【ともか’s ピックアップ】20160510 ポケモンのサトシ、英語では"Ash Ketchum"??⑵
つづき。。
次は、文化的な単語の技を訳したものです。
- たたりめは英語で”hex”
祟り目とは、「弱り目に祟り目」(弱っているところに更に災難が重なる、という意味)ということわざからきていると考えられます。ポケモンの技においては、状態異常(やけど、まひ、どくetc。。)の相手にこの技をかけると通常より大きなダメージが与えられる、という効果があります。
祟り、という言葉だけを見ると、神や霊魂のような存在が人間に災いを与えるという意味があります。つまり、神がもたらすもの、に限られます。そもそも日本の神は本来、祟ることが前提とされている存在です。これは、呪いとは少し違っていて、神が人間に何か天罰を与えるときにおこる災いが「祟り」だとされています。難しいところですが、つまり起こってもしかたがなかった災難、といえるのでしょうか。(呪いは、人が不幸をもたらそうとして行うもの)
ここで”hex”の意味ですが、呪いやまじないといった意味があります。英語にも同じように「呪い」の意味をもつ単語はたくさんあります。(curseやjinxなど。。)しかし、きっと神がもたらす呪い、罰、という概念がないために、そのような意味を持つ単語が見当たらなかったのでしょう。そこで”hex”という単語が使われたのでしょうね。
次に、日本のゲーム特有の「かっこいい」技名を訳したものです。
突然ですが、日本の対戦ゲームや漫画には必殺技ってつきものですよね。そのすべてにかっこいい名前がついているかと思います。
例えば、『ONE PIECE』だったら主人公ルフィの「ゴムゴムのガトリング〜!!」とか。『ドラゴンボール』だったら「かめはめ破!」とか。『アンパンマン』にだって「アンパーンチ!」という立派な必殺技があります。
しかし、英語圏のスーパーヒーローたちはどうでしょう。例えば、マーベルコミックスの”Spider-Man”、”Captain America”、”Iron Man”など。だれも必殺技をもっていません。みんな戦う武器や戦法はそれぞれ特有の決まったものがありますが、とくに必殺技というものはありません。

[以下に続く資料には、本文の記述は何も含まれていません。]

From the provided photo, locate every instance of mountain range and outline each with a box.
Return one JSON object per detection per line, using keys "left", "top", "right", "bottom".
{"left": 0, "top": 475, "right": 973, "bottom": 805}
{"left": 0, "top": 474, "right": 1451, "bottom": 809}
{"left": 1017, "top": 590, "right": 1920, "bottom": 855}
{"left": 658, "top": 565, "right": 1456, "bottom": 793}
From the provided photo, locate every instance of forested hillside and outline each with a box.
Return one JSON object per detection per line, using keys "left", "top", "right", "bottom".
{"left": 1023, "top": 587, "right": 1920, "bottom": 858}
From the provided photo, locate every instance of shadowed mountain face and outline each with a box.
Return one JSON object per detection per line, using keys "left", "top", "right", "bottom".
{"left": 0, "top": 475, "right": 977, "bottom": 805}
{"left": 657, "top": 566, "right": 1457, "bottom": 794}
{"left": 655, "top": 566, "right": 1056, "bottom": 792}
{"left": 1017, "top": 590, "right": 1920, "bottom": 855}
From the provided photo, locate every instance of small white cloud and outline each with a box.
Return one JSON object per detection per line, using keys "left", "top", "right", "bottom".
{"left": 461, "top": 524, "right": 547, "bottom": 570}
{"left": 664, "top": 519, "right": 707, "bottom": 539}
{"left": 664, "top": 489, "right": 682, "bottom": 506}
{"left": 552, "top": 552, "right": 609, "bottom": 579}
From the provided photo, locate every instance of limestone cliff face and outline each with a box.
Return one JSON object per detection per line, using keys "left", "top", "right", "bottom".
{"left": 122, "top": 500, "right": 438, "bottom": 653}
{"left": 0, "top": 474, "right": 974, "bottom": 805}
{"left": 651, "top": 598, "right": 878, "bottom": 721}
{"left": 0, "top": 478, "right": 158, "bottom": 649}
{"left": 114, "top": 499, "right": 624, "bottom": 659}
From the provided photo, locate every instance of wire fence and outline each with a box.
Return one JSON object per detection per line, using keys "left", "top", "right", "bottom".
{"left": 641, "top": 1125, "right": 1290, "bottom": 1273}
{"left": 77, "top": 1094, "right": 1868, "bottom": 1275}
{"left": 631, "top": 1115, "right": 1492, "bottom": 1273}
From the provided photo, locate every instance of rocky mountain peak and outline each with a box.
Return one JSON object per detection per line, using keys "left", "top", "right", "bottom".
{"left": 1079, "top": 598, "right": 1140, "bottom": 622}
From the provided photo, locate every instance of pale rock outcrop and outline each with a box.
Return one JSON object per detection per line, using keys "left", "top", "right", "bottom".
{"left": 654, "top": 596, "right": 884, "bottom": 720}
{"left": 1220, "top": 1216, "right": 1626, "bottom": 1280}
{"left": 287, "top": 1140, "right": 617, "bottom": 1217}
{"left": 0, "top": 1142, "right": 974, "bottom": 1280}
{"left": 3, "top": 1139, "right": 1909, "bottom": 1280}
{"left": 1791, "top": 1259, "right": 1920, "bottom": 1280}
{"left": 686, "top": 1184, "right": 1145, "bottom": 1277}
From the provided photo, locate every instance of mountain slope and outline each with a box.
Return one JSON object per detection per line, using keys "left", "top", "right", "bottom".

そのために戦闘のときの攻撃に技をつけるというそもそものやり方がないので当然、それを訳すことも困難なのでは?
そこでポケモンの技を見てみましょう。
- 「でんこうせっか」は英語で”quick attack”
この技は、必ず先制攻撃できるすばやく相手に近づいて攻撃するものです。その意味では”quick attack”=すばやい攻撃、という訳は良いのかもしれませんが、すこし直訳すぎるような気がします。それよりも、”lightning-fast”などと訳した方が、電光のようにすばやい、という技の特性が表現できるのではないでしょうか?
- 「こごえるせかい」は英語で”Glaciate”
この単語は、凍らせる、氷にする、という意味です。この技は、相手に凍えるような冷気をふきつけて攻撃する技なので、凍らせる、という訳は間違ってはいないですが、「技感」が失われますよね。「こごえるせかい」というと、迫力もありますし、必殺技って感じがしますよね。(例えば、『ONE PIECE』の「氷河時代」と書いて「アイスエイジ」と読む技なんか、いかにも必殺技っぽいネーミングですよね)
(一方で、かっこよく訳されているものも見つけました!
「はめつのねがい」は英語で”Doom Desire”
直訳といってしまえば直訳なのですが、必殺技っぽくなっていますね。)
英語の方が、簡潔に短く単語を言い表せる言語かと思いきや、逆に日本語を英語に訳した場合の方が長い単語になってしまう場合があることに、ポケモンの技を訳してみることで、はじめて気がつきました。
日本語の方が、ひとつの単語に詰まった意味が多いということです。
(歌の翻訳なんかを例にあげると、同じ尺の中では、英語の方が、日本語よりたくさんの内容を詰め込むことができるのに。。尺単位で考えれば、英語の方がひとつの尺に詰まった意味は多いということです。)
こんな風に、こどものころになんの意味もわからず口にしていたポケモンの技や台詞。(きゅうしょにあたった!や、こうかはばつぐんだ!etc。。)
そんな慣れしたしんだ台詞も、英語と比較して考えてみると、その技の名前がどんな経緯で作られたか、より深く知ることができるような気がします。
Now let’s go visit the world of Pokemon!